Universities like ASU can play a critical role in the process, she said, noting how ASU has become a foundational anchor in the microelectronics industry with facilities like MacroTechnology Works that allow faculty, students and industry partners to collaborate on research and development and pilot manufacturing.

“Imagine something like this for development, quickly prototyping and flight of space technology,” Leshin said. “Could we do it? I think we can.”

In his remarks, Kelly said the space industry is at an inflection point.
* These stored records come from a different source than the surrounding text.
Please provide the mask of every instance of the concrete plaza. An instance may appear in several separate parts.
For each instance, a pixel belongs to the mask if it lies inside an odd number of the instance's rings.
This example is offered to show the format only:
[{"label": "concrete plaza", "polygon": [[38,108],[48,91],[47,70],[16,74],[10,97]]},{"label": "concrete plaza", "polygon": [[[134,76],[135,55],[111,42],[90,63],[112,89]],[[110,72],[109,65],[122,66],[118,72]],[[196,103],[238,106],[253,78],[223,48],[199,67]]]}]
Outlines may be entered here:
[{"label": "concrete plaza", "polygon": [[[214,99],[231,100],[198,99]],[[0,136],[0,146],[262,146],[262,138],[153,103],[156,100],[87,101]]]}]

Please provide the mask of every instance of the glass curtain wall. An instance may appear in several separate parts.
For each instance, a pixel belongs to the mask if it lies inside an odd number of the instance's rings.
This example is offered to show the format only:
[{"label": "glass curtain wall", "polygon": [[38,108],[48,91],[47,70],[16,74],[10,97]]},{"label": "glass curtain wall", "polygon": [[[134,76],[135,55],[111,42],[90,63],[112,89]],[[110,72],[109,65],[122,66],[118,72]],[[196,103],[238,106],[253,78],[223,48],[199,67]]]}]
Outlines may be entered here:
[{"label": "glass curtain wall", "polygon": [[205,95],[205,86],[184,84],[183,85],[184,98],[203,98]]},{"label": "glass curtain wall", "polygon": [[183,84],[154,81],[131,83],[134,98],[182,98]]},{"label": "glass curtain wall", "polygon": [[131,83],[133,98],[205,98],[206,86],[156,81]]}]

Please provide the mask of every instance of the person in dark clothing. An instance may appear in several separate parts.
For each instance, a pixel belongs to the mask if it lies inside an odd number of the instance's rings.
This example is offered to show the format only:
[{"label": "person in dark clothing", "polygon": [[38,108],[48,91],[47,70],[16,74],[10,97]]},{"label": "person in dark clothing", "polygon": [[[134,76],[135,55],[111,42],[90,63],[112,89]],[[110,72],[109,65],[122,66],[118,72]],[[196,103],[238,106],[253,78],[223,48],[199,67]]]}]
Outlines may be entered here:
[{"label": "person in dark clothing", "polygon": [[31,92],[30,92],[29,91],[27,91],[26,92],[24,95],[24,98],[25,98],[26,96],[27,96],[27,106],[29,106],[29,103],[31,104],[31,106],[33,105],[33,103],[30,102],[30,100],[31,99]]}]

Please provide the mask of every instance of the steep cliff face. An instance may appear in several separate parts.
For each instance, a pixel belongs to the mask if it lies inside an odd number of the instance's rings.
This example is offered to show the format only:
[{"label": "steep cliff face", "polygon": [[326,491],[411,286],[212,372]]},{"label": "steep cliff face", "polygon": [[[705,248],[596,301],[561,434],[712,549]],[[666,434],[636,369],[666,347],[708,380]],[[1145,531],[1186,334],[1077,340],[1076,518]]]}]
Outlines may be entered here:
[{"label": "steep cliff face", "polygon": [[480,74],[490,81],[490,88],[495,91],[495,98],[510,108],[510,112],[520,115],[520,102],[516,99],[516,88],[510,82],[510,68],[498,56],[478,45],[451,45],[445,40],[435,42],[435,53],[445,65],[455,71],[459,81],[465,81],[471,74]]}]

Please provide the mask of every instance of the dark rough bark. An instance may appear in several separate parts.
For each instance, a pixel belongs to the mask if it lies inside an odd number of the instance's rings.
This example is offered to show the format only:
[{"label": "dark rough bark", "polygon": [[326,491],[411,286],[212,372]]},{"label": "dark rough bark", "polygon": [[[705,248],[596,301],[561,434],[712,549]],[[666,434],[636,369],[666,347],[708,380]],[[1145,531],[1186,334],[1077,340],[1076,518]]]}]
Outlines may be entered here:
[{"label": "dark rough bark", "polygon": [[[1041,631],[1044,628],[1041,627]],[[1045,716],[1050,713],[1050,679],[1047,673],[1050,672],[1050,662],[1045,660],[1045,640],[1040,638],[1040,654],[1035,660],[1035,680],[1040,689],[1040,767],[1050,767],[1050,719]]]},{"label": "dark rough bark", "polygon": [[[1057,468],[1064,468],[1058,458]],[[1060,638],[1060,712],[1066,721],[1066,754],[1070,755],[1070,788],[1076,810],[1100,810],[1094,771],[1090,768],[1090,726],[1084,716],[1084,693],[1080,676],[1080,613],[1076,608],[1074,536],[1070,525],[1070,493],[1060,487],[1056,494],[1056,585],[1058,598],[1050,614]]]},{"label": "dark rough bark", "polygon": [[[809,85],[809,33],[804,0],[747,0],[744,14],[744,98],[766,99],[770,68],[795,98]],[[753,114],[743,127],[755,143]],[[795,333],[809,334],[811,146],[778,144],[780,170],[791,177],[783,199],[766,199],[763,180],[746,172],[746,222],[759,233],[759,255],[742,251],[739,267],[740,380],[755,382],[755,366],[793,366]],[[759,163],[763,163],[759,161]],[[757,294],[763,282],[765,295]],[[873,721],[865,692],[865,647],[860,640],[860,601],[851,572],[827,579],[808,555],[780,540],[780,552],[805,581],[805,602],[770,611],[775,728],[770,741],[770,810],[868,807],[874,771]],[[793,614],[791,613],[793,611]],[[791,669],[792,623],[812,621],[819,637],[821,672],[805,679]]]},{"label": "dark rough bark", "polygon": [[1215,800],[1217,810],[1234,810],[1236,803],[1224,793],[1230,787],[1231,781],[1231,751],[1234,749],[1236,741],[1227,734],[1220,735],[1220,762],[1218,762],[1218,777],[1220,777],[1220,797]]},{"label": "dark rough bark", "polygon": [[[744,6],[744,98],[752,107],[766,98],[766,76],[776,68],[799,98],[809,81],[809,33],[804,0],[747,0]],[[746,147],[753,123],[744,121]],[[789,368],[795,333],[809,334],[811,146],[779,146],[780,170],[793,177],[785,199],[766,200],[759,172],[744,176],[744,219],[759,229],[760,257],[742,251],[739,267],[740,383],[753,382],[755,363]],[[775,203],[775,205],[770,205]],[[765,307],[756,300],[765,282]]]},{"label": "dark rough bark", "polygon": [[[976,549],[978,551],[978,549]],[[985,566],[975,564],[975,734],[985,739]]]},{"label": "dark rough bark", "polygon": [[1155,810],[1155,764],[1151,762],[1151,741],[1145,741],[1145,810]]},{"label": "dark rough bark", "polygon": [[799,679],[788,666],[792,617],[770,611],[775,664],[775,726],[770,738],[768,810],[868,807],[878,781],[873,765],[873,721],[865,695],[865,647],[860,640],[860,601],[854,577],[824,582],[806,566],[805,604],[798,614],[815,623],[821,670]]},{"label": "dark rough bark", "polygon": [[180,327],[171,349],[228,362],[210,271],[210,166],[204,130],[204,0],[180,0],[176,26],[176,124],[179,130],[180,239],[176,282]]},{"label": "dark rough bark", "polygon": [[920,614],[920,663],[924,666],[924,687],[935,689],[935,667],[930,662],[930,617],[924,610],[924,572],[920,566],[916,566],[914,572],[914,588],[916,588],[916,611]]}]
Countries like China, Kelly said, are investing aggressively in advanced aerospace capabilities, understanding that “whoever leads in space will help define the future global economy and the future security environment.”

“The question for us,” Kelly added, “is whether the United States is prepared to meet that challenge.”

Kelly said the U.S. must meet four challenges:

  • Sustain federal investment in research and development and breakthrough technologies
  • Strengthen the pipeline of talent entering the aerospace workforce: “That means supporting STEM education and investing in research institutions like ASU, ensuring that students see a future for themselves in science, engineering, high-end manufacturing and national security,” he said.
  • Build smarter partnerships between government and the private sector
  • Strengthen the domestic industrial base

“The supply chain vulnerabilities we’ve seen in recent years should be a wake-up call,” Kelly said. “If we want to maintain leadership in aerospace and defense, critical technologies and manufacturing capabilities need to remain here in the United States.”

The challenge is clear, Kelly said. So is the promise.

“If we can get this next chapter right,” Kelly said, “it can continue to strengthen our economy, our national security and our leadership around the world for decades to come.”